Genelde insanlar, özelde  eşler arasındaki ilişkilerde  sadece  yapılan hataları eleştirme yerine, kişiliğe yönelik eleştirilerin yapılması, bu vesile ile kişiliğe saldırıda bulunulması, dolayısıyla eleştirilerde olabildiğince cömert, ama yapılan iyiliklere karşı teşekkür etmede  cimri olunması, affedici olma yerine intikam duygularıyla hareket edilmesi,  aile içinde cereyan eden olumsuz tavırlardan sadece bir kaçıdır.
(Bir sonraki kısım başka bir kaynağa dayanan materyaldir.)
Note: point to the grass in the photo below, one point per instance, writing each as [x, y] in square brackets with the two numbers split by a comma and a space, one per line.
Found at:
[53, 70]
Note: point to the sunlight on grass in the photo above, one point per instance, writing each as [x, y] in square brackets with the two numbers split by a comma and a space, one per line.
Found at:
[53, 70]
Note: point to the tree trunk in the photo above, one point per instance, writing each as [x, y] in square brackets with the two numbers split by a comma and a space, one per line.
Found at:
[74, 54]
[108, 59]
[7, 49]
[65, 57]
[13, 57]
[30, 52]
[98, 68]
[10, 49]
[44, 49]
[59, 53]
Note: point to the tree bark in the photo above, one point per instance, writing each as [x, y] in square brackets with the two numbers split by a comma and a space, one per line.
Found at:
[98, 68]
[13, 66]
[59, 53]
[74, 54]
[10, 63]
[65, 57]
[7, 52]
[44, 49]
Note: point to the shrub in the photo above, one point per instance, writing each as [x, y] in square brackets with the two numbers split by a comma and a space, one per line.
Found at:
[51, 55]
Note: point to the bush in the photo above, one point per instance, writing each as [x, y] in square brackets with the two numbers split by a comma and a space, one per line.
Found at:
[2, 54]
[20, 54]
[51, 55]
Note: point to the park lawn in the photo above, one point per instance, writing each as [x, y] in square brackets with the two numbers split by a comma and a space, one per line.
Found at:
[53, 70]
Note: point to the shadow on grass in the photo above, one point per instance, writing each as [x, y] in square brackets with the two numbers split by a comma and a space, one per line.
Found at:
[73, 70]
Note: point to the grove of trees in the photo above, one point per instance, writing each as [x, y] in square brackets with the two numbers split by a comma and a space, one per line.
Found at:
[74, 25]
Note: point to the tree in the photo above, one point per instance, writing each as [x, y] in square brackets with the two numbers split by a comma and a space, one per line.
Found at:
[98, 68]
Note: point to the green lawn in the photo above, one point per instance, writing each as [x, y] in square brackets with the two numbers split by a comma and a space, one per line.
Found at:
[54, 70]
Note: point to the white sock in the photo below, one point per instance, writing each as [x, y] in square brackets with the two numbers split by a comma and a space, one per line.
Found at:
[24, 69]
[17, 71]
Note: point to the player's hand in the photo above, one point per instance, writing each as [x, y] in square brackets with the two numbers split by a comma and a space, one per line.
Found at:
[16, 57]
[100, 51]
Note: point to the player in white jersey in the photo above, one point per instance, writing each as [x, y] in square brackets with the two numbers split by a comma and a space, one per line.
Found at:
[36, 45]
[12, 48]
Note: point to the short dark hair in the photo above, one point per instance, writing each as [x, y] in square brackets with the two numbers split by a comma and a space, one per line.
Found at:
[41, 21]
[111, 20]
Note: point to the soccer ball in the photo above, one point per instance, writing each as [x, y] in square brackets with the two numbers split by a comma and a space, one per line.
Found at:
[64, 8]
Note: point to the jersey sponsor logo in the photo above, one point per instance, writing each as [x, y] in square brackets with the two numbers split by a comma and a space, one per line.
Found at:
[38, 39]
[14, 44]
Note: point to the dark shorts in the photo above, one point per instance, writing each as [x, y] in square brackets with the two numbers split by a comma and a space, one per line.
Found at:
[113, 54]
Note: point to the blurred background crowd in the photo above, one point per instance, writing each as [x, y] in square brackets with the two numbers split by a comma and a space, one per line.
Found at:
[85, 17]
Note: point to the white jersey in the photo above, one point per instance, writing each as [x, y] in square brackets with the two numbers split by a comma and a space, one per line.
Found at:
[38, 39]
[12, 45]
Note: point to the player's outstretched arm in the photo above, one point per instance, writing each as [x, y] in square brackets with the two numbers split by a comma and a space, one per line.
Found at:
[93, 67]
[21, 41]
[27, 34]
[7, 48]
 Bu nedenle eşlerden her biri, diğerini suçlamaya başlamadan önce kendi röntgenini çekmeli, empati yaparak kendi kusurlarını ve eksiklerini tespit etmeli ve bunları düzeltme çabası içinde olmalıdır. Kendisinin iyi ve güzel huyları ile eşinin olumsuz huylarını ve eksik yanlarını mukayese ederek kendisini yüceltici, eşini ise küçültücü bir tavır içine girmemeli ve ona karşı asla saygısızlık yapmamalıdır. Eşler, cinsiyet kimliklerini değil, insan  kimliklerini  öne çıkartarak birbirlerinin kusurlarını müsamaha ile karşılamalı, sorumluluk bilinci içinde hareket etmeli, sabırlı ve sadakatli olmalıdır. Sorunları çözmede diyaloğa önem vermeli, özellikle de çift kişilik monologlardan kaçınmalıdır.

 Bunları gerçekleştirebilmenin yegane yolunun yeterli bilgi birikimine, bilinç ve iradeye sahip olmakla mümkün olduğu  ve  ailenin kurumsal değerlerine  sahip çıkmaktan  geçtiği gerçeği  de asla  unutulmamalıdır.  


*  Celal Kırca, Kur’an ve Sosyal Hayatımız, Ankara 2018, s. 155-185’den bazı düzeltmelerle iktibas edilmiştir.

Yorumlar
  1. Recep dedi ki:

    Çok güzel, kapsamlı, doyurucu bilgiler içeren bir yazı olmuş. Yüreğinize, kaleminize sağlık. Kur’an-ı Kerim esas alınmış ve birçok edebi, psikolojik , bilimsel araştırmalar ile desteklenmiş, çok faydalı olacağına inandığım bir yazı olarak değerlendiriyorum.